Kata Pengantar………………………………………………………..………1
Daftar Isi……………………………………………………………………...2
Bab 1. Pendahuluan
ü Latar Belakang………..……………………………………….….……3
Bab 2. Pembahasan
ü Kasus Minamata …………………………………………………..…..5
·        Kesimpulan…………………………………………….…….….7
ü Kasus Teluk buyat…………………………………………….…….….7
·        Kesimpulan…………………………………………………......10
ü Kasus Munir…………………………………………………………...10
·        Kesimpulan……………………………………………………..11
Bab 3. Penutup
Ø Kesimpulan…………………………………………………………….12
Ø Saran……………………………………………………………………12
Daftar Pustaka………………………………………………………...………13











BAB I
Pendahuluan

Latar Belakang

          Penyakit minamata mendapat namanya dari kota Minamata, Prefektur Kumamoto di Jepang. Penyakit minamata atau sindrom minamata adalah sindrom kelainan fungsi saraf yang di sebabkan oleh keracunan akut air raksa. Penyakit ini mewabah mulai tahun 1958, pada waktu itu terjadi masalah wabah penyakit di kota Mintamana Jepang. Ratusan orang mati akibat penyakit yang aneh dengan gejala kelumpuhan syaraf.
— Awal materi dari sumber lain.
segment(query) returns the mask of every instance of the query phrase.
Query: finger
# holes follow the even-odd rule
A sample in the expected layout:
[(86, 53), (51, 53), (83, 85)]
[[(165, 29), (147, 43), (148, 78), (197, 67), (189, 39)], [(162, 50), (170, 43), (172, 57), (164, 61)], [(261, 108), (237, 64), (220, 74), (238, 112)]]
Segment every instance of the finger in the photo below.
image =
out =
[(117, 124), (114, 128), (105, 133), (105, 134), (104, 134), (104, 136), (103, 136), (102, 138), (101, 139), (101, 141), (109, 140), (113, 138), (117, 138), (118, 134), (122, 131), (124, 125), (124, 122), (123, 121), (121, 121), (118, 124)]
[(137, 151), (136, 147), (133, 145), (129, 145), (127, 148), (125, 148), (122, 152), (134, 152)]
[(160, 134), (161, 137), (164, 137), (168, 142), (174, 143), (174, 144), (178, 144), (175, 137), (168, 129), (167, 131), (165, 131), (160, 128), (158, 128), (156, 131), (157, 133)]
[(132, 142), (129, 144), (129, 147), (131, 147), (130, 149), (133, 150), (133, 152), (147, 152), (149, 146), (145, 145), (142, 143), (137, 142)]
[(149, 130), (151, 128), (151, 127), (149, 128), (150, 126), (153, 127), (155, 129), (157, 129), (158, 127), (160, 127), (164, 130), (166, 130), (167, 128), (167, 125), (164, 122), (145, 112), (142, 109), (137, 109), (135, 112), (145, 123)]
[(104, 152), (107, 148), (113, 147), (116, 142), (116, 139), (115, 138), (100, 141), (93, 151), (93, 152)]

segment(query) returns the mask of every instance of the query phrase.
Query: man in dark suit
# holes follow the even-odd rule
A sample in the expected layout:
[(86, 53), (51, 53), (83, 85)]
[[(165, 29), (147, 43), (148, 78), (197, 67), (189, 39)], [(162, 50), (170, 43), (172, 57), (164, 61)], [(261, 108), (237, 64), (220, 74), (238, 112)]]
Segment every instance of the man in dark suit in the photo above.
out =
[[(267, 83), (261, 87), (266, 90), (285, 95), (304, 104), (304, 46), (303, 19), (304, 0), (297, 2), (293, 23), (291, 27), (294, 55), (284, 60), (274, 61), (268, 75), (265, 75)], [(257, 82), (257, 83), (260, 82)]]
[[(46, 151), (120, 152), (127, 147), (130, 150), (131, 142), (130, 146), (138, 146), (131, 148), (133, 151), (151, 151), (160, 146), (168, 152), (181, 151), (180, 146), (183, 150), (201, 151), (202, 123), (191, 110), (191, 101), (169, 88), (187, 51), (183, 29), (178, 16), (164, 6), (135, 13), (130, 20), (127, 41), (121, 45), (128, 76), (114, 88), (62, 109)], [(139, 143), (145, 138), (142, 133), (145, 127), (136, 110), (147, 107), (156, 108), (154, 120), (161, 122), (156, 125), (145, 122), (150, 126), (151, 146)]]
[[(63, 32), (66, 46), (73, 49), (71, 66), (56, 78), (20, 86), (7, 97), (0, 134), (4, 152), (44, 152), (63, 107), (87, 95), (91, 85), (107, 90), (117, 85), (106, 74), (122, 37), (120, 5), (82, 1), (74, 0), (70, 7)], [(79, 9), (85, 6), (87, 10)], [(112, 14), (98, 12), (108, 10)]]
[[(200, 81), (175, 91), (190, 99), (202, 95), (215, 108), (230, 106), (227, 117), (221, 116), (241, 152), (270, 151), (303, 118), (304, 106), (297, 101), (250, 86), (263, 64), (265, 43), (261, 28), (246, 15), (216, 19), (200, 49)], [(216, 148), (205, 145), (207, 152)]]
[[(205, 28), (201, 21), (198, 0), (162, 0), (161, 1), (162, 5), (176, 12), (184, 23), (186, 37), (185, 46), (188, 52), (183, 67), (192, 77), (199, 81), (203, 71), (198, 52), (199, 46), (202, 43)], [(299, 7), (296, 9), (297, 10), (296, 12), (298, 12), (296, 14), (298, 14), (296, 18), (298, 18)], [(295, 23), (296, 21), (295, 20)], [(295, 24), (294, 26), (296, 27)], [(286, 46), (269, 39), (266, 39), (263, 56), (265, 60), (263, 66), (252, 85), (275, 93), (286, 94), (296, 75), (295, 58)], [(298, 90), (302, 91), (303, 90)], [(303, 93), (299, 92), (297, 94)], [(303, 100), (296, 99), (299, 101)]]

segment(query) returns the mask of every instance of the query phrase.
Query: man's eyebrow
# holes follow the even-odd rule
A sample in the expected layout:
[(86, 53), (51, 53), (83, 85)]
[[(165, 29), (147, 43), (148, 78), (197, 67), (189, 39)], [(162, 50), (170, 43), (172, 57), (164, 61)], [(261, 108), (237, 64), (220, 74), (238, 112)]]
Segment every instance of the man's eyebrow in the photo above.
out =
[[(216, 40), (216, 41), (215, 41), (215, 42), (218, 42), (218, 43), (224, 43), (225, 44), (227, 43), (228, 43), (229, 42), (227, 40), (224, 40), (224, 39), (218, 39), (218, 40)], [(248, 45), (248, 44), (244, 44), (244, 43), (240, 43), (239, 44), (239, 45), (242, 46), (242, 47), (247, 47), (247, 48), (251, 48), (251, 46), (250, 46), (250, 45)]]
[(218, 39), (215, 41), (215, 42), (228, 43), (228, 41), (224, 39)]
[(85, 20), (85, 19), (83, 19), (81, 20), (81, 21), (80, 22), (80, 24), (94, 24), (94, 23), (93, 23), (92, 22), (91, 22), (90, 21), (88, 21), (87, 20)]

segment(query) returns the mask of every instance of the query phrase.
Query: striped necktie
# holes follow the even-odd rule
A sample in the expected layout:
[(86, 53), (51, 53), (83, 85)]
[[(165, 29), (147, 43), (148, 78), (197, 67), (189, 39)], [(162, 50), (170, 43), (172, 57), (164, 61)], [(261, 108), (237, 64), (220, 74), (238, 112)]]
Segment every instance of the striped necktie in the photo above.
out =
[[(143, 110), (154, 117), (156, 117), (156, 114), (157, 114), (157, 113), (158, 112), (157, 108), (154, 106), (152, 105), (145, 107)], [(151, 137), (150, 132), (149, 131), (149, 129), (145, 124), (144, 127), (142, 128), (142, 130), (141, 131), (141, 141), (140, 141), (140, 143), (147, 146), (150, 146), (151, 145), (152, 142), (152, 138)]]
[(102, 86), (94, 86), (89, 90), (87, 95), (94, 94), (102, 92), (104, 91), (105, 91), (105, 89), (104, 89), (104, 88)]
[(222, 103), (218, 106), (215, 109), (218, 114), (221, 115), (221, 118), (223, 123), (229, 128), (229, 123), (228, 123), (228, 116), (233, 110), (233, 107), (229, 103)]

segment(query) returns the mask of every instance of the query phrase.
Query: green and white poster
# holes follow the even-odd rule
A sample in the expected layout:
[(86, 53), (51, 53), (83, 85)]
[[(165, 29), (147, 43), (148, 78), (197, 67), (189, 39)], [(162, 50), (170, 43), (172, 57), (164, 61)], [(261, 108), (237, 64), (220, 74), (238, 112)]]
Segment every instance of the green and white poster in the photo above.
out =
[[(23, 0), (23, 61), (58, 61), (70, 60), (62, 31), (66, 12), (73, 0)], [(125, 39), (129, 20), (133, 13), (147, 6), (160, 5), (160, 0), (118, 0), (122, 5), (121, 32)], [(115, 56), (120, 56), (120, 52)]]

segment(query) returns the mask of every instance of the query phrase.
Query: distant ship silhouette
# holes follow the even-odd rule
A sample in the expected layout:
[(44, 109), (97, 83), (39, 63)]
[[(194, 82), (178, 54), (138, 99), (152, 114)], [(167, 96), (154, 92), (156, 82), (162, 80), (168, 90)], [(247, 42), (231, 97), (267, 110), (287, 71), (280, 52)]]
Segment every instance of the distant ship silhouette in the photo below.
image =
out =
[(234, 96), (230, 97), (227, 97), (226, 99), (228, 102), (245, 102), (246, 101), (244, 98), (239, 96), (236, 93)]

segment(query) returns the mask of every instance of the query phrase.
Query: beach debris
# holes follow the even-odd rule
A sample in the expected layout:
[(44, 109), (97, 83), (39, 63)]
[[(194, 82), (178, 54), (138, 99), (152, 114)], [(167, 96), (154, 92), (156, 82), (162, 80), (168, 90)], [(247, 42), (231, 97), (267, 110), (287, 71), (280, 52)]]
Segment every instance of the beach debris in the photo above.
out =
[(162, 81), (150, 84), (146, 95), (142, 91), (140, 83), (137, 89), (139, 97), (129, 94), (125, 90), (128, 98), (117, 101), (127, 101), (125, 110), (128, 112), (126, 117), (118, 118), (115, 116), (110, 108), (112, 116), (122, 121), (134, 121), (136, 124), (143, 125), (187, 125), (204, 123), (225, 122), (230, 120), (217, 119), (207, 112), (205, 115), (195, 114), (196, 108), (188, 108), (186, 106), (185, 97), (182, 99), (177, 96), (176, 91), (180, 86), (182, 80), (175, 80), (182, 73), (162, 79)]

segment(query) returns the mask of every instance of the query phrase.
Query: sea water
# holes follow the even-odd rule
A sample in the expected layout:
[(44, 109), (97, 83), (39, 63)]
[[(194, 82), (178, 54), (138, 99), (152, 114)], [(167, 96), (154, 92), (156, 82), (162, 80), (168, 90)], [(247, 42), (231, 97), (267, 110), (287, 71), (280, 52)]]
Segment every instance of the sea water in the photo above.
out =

Gejala sindrom ini seperti kesemutan pada kaki dan tangan, lemas-lemas, penyempitan sudut pandang dan degradasi kemampuan berbicara dan pendengaran .
          Hampir seluruh media massa nasional pada minggu ketiga dan keempat Juli 2004 menulis mengenai penderitaan warga Teluk Buyat. Nama Buyat mencuat setelah munculnya keluhan penyakit yang di duga Minamata yang di derita sejumlah warga Desa Buyat, Minahasa, Sulawesi Utara. Penyakit minamata merupakan sebuah penyakit yang disebabkan  oleh cemaran merkuri di sebuah tempat bernama sama di Jepang.Peristiwa Teluk Buyat di akibatkan karena adanya cemaran merkuri yang di duga berasal dari operasi sebuah perusahaan tambang emas asing PT Newmont Minahasa Raya (NMR).
          Kasus-kasus pelanggaran HAM di Indonesia menurut pasal 1 Ayat 6 No. 39 Tahun 1999 yang dimaksud dengan pelanggaran hak asasi manusia setiap perbuatan seseorang atau kelompok orang termasuk aparat Negara, baik disengaja ataupun tidak disengaja atau kelalaian yang secara hukum mengurangi , menghalangi, membatasi, dan atau mencabut hak asasi manusia seseorang atau kelompok orang yang dijamin oleh undang-undang dan tidak mendapatkan atau dikhawatirkan tidak akan memperoleh penyesalan hukum yang adil dan benar berdasarkan mekanisme hukum yang berlaku.
         























BAB II
Pembahasan

1. Kasus Minamata

            Pada tahun 1950, Jepang dihentak sebuah kasus pencemaran merkuri. Kasus ini disebut tragedi Minamata atau Minamata Disaster. Peristiwa Minamata didokumentasikan dengan baik oleh Goldberg pada tahun 1974. Hasil dokumentasi itu menggambarkan akibat pembuangan limbah industri yang mengandung methyl mercury ke laut pada tahun 1930-an di Teluk Minimata.
Karena mengonsumsi ikan dan kerang dari Teluk Minamata yang tercemar methyl mercury, ribuan penduduk dari dua wilayah di pesisir Minamata, yaitu Provinsi Kumamoto dan Kagoshima, menjadi korbannya. Minamata bukanlah penyakit menular atau menurun secara genetis. Penyakit ini kali pertama ditemukan di Kota Kumamoto pada tahun 1956. Dan pada 1968, pemerintah Jepang menyatakan bahwa penyakit ini disebabkan oleh pencemaran pabrik Chisso Co., Ltd.
Methyl mercury yang masuk tubuh manusia akan menyerang sistem saraf pusat. Gejala awal antara lain kaki dan tangan menjadi gemetar dan lemah, kelelahan, telinga berdengung, kemampuan penglihatan melemah, kehilangan pendengaran, bicara cadel, serta gerakan menjadi tidak terkendali. Beberapa penderita berat penyakit Minamata menjadi gila, tidak sadarkan diri, dan meninggal setelah sebulan menderita penyakit ini.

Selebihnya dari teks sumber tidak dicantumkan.